While Bowler said he felt the need to be close to where he discovered Mungo Man, the day was also filled with disappointment that he could not go to the site where he was reburied and that the oldest Indigenous Australians discovered had been buried without ceremony.

“They didn’t deserve to be buried secretly without dignity,” says Bowler. “Unlike the ritual ceremony that took place there 40,000 years ago, secret reburial remains a sad moment. Even though it’s not something we want to focus on. Time has passed. Some mistakes were made; We’ve all made mistakes. Now we have to move on to the next stage.”

This step, he says, should be a year-long reconciliation dialogue “to find the healing glue” following the defeat of last October’s constitutional recognition referendum.

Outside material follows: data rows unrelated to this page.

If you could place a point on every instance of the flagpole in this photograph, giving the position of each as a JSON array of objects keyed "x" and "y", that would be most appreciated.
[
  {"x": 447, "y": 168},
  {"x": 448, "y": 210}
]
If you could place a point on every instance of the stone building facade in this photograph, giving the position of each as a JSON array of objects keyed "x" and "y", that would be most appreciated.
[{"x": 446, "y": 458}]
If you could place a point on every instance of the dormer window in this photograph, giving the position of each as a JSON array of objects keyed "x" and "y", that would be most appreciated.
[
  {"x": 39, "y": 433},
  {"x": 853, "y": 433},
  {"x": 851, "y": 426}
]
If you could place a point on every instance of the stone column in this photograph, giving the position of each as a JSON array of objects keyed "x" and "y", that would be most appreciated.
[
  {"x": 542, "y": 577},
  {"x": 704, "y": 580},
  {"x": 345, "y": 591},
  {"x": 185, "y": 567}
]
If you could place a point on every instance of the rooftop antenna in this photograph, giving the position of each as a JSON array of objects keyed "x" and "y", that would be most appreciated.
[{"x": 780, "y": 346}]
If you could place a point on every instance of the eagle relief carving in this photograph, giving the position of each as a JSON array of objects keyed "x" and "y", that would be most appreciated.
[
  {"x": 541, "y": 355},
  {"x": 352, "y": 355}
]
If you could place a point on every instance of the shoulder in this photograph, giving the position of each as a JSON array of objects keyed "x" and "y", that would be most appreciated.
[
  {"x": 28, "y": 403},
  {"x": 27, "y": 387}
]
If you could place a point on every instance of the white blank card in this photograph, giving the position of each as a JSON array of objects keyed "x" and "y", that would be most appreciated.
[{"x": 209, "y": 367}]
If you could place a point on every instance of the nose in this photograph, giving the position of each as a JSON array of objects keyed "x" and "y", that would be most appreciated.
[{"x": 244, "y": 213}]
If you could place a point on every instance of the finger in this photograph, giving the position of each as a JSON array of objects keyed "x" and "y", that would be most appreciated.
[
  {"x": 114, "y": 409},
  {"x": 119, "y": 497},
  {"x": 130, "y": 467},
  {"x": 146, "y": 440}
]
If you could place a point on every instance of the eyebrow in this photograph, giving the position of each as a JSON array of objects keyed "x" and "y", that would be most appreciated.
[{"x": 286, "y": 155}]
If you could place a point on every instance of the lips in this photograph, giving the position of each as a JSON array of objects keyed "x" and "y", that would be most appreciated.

“Healing is needed; The need for dialogue between different cultures has not been resolved. With the failure of the referendum, there was an urgent need to search for a healing adhesive. What can now unite the nation? “I would argue that this is an example of the Mungo people and their deep connection to the land and the spiritual dimension that embraces them as the people most closely connected to the cosmos.”

Kelly agrees.

“The suggestion of a dialogue around Mungo is very appropriate. My grandmother always promoted it as a place of healing. And as a place of learning for all Australians…we have never come close to realizing Mungo’s potential as a place of global, cultural, spiritual and humanitarian significance.”

Bowler, 94, may yet return to Lake Mungo. But no matter what, the conversation his discovery started 50 years ago promises to continue, even as it results in human significance and pain.